Presidential hopeful Castro proposes vast change in policing
Democratic presidential candidate Julin Castro on Monday released a proposal to lessen wrongful police shootings that would use the power of the federal government to change the way local law enforcement is conducted.
Castro’s policing plan would set a federal standard for use of deadly force, requiring de-escalation tactics and the use of lethal means only as a last resort. He’d create one database of police departments’ use of stops and detentions and another to track officers who’ve been removed from one agency for cause to prevent them from being hired by another.
Castro, a former Obama administration Housing and Urban Development secretary, also would end a program that lets local authorities enforce federal immigration law, would pursue changes in statute to remove protections for officers from being sued for performing their jobs and would end the transfer of military-style weapons and vehicles to local agencies.
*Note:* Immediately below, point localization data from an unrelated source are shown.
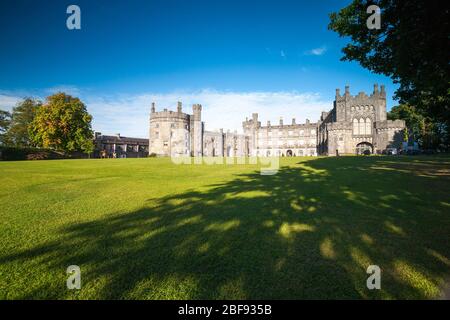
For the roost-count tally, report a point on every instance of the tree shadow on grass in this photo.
(310, 231)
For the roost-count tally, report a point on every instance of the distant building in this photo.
(119, 147)
(355, 125)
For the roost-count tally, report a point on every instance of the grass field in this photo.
(149, 229)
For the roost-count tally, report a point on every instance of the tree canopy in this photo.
(64, 124)
(21, 118)
(411, 47)
(5, 122)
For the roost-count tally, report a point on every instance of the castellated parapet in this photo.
(358, 124)
(355, 124)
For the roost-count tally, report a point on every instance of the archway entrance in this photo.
(364, 148)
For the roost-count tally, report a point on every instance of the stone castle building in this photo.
(355, 125)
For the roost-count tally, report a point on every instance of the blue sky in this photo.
(234, 57)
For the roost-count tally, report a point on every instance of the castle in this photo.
(355, 125)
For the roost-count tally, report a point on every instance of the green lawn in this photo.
(150, 229)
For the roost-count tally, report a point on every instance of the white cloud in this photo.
(7, 102)
(129, 114)
(317, 51)
(68, 89)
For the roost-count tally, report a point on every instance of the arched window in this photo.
(368, 126)
(355, 127)
(362, 127)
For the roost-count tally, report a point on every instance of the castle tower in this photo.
(197, 142)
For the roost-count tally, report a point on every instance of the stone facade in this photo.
(119, 147)
(356, 124)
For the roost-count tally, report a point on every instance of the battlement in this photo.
(390, 124)
(168, 115)
(361, 95)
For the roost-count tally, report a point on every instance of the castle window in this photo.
(355, 127)
(368, 126)
(362, 127)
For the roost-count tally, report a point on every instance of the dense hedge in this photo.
(14, 154)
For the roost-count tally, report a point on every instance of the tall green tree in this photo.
(63, 124)
(412, 47)
(22, 116)
(419, 127)
(5, 122)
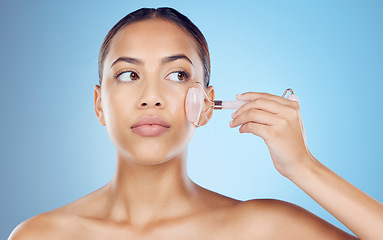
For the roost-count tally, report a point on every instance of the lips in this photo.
(150, 126)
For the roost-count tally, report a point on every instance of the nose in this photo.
(151, 96)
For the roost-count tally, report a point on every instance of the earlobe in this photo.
(208, 105)
(98, 105)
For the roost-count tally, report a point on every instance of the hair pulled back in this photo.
(164, 13)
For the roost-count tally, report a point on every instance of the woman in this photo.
(147, 62)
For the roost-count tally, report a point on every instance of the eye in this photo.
(178, 76)
(127, 76)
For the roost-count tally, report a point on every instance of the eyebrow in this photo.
(140, 62)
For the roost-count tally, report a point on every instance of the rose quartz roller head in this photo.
(196, 96)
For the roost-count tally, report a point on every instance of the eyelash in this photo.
(187, 75)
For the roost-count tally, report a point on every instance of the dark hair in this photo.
(165, 13)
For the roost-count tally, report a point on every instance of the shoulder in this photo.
(283, 219)
(49, 225)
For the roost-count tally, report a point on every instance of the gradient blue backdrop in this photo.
(53, 150)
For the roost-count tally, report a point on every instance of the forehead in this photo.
(151, 39)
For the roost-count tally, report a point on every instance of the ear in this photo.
(98, 105)
(207, 105)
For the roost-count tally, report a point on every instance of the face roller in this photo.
(195, 99)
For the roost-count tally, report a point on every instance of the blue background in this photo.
(53, 150)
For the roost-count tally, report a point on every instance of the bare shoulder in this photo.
(49, 225)
(283, 219)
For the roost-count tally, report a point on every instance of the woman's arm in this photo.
(278, 121)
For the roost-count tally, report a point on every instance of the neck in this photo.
(145, 193)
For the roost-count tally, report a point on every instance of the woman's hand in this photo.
(278, 122)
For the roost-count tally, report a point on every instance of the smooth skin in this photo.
(151, 196)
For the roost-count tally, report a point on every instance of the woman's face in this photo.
(149, 68)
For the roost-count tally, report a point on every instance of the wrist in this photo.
(307, 167)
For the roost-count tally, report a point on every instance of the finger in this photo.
(261, 104)
(248, 96)
(256, 129)
(254, 115)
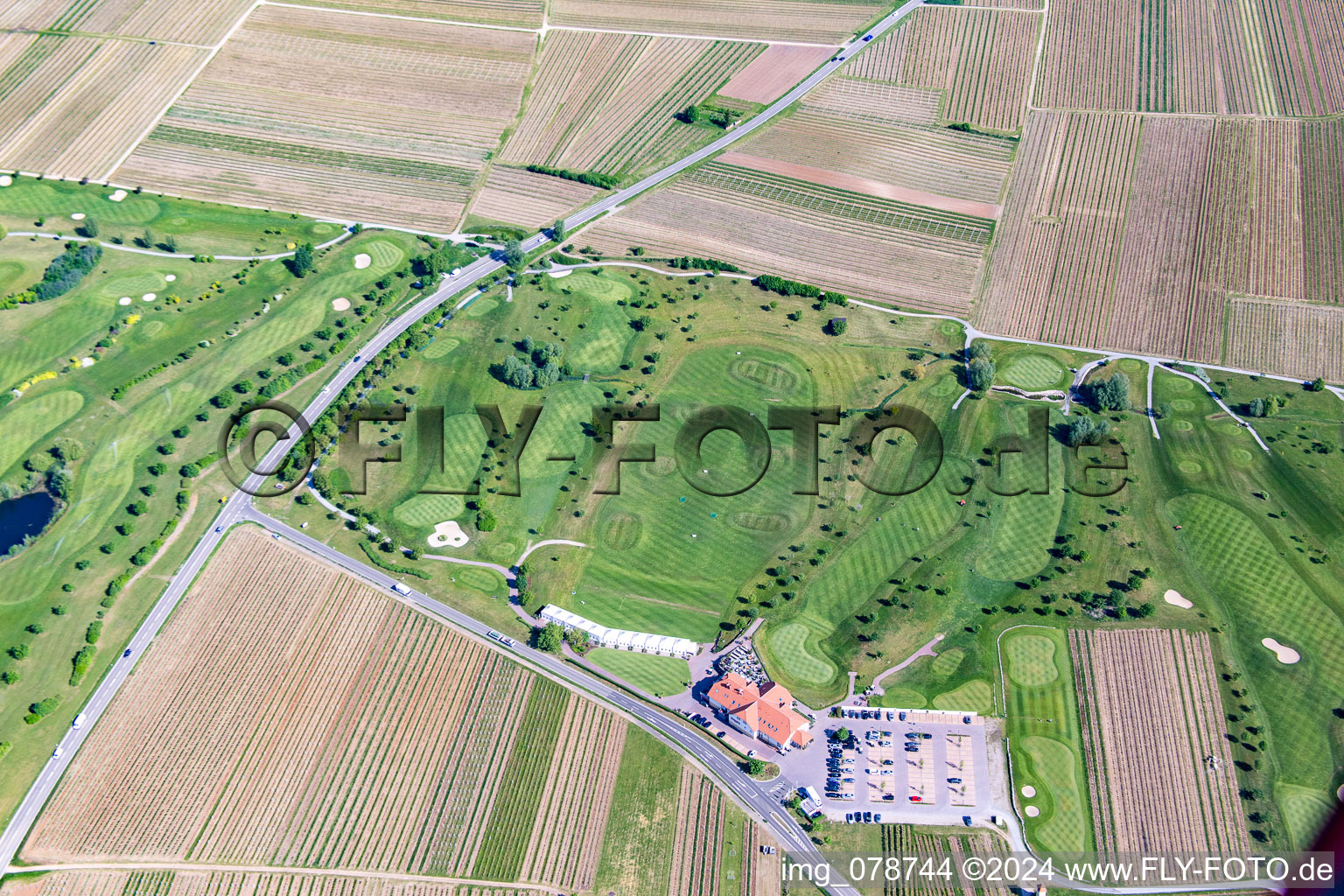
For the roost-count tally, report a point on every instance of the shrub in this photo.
(80, 664)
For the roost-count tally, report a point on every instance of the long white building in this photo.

“It’s important that people understand that these videos that we keep seeing over and over again of police violence and mistreatment, especially of young black men, is not an accident,” Castro told reporters Sunday after drawing cheers from the California Democratic Party convention for reciting the names of unarmed minorities killed by police. “The system is broken. We need to fix it.”
In California, Castro named multiple unarmed victims of police but spent the most time on the case of 22-year-old Stephon Clark , who was shot to death by Sacramento police in his grandmother’s backyard last year. No charges were filed in Clark’s shooting.
Policing is largely a local matter, and it’s unclear how Castro would enforce parts of his many-faceted plan. On Sunday, he told reporters the federal government would withhold grants from agencies that don’t follow the new national standards on deadly force. It’s unclear how he’d enforce other standards he outlines in the plan such as requiring officers to give people time to comply with verbal commands, restricting shooting at moving vehicles and requiring written consent for vehicle searches.
Castro, a former San Antonio mayor who announced his 2020 presidential campaign in January, has said he’d step up Department of Justice investigations of local agencies for violating people’s rights.
Some of Castro’s proposals would require sweeping changes in law enforcement. For example, he proposes using federal grants to push agencies to require officers to live in communities they serve. He wants a law banning the “stop-and-frisk” practice, under which officers quickly search people they’ve stopped. He also proposes ending the “broken windows” approach to policing, a theory popularized in the 1990s that calls for enforcing small quality-of-life violations to cut down overall crime. He’d also prevent agencies from seizing assets they suspect were bought with money from criminal acts, instead requiring a conviction before the material could be seized.
Castro said his database of officers dismissed from departments would help cut down on a persistent phenomenon in which an officer fired from one agency moves elsewhere and gets a job at another department that may be unaware of the officer’s disciplinary history.